Theories include retrograde menstruation, lymphatic or haematogenous dissemination, coelemic metaplasia, spread of endometrial progenitor/stem cells, or other unclear autoimmune factors. Also could be iatrogenic from previous surgeries.

Anatomical pockets – pouch of Douglas, sigmoid mesocolon etc – may protect ectopic endometrial cells from normal peritoneal clearance.

 

  • Up to 50 % of women with endometriosis are asymptomatic.
  • Approximately 1 % of women diagnosed with pelvic endometriosis will have bladder or ureter involvement.
  • 85 – 90 % urological endo is bladder, 10 % ureter, 4 % kidney, 2 % urethra.

 

Bladder involvement

May present with bladder pain, dysuria, cyclic haematuria, urinary frequency and UTIs.

Mean age 33, usually diagnosed during reproductive years (endometriosis typically regresses post menopause).

May be found incidentally on imaging.

 

Nodules seen well on ultrasound.

Cystoscopy:

  • Classically oedematous, blue-ish submucosal lesions posterior to trigone or on the dome.
  • Average about 1 cm, can be single or multiple.

 

Lesions may be intramural and not seen cystoscopically. They can be assessed with MRI.

Endometriosis is a histological diagnosis – requires biopsy or resection.

 

 

Treatment of bladder endometriosis

Medically therapy can be used first line if no hydronephrosis / severe symptoms.

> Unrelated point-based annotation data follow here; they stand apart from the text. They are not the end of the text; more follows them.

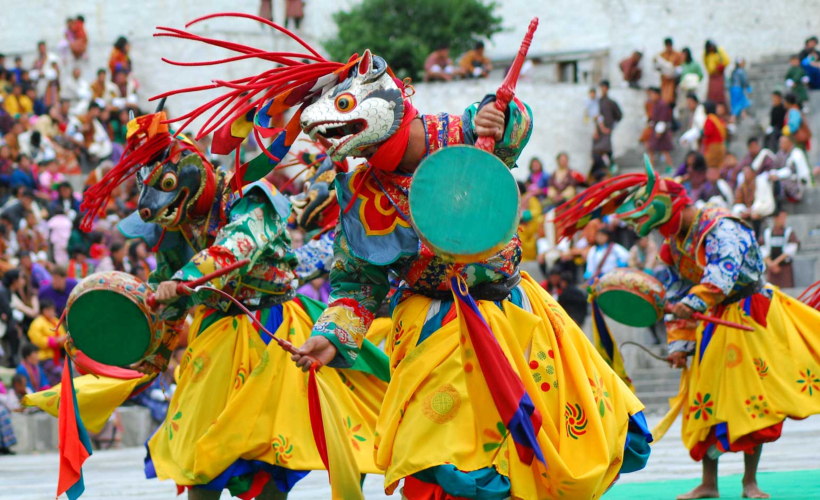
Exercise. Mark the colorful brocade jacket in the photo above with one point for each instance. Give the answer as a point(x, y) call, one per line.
point(251, 226)
point(717, 262)
point(375, 239)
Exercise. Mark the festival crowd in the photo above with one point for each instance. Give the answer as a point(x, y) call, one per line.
point(62, 129)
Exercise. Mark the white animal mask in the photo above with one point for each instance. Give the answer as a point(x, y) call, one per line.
point(364, 109)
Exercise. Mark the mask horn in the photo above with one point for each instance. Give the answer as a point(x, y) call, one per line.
point(650, 174)
point(160, 105)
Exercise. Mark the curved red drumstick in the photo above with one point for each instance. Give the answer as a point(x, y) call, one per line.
point(506, 91)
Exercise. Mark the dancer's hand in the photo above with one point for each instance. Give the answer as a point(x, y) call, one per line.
point(682, 311)
point(677, 359)
point(167, 291)
point(489, 121)
point(318, 348)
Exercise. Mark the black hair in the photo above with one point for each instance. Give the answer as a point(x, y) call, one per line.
point(29, 349)
point(10, 277)
point(710, 107)
point(121, 43)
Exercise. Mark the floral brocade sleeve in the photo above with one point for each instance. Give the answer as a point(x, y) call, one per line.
point(358, 288)
point(254, 232)
point(516, 134)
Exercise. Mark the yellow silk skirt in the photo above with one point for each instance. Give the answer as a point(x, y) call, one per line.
point(431, 415)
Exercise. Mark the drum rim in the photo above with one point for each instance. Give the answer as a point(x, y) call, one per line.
point(464, 258)
point(154, 339)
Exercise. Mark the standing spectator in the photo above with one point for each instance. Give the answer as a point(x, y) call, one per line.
point(572, 299)
point(59, 232)
point(795, 176)
point(739, 87)
point(779, 245)
point(103, 89)
point(562, 184)
point(660, 122)
point(697, 120)
point(715, 60)
point(120, 60)
point(604, 256)
point(29, 368)
point(690, 72)
point(294, 10)
point(643, 256)
point(760, 159)
point(631, 70)
point(58, 290)
point(602, 154)
point(17, 104)
point(49, 336)
point(797, 80)
point(475, 64)
point(777, 117)
point(795, 124)
point(754, 199)
point(667, 62)
point(810, 59)
point(713, 142)
point(439, 66)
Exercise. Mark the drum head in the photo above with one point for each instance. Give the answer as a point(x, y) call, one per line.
point(109, 327)
point(627, 308)
point(464, 203)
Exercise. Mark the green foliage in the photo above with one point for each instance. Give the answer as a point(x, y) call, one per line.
point(405, 32)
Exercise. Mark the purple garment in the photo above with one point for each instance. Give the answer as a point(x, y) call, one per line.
point(40, 276)
point(58, 297)
point(321, 294)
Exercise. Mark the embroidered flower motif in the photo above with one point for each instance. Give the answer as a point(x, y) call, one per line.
point(575, 421)
point(809, 381)
point(701, 406)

  • Oestrogen / progesterone
    • OCP, With or without week placebo
    • IUD
    • Implanon
  • GnRH agonists

Medical management precludes pregnancy.

 

Surgical management

  • Laparoscopic or robotic excision of lesion / partial cystectomy
  • Consider concurrent excision of all endometrial deposits in joint case.
  • Complex excision is best to try prevent recurrence.
  • Usual technique for partial cystectomy.
  • Some techniques involve concomitant myometrial resection of adjacent uterus.

 

Ureteric involvement

Can be intrinsic or extrinsic – both can cause ureteric obstruction (often silent and asymptomatic).

Requires full history and examination and renal function testing.

Ultrasound and multiphase CT useful.

Will often have diffuse concurrent endometriosis.

 

MAG3 if indicated (+/- repeat MAG3 with stent in / obstruction relieved).

Any hydronephrosis should generally be treated with surgical intervention.

  • Medical treatment may not resolve the fibrotic obstruction.

 

Manage as per any ureteric obstruction / reconstruction – generally excision of diseased segment and re-implant if distal, or ureterolysis can be considered if appropriate.

May need stent/nephrostomy acutely especially if infected.

Consider joint case with endometriosis surgeons and excise all other endometriosis.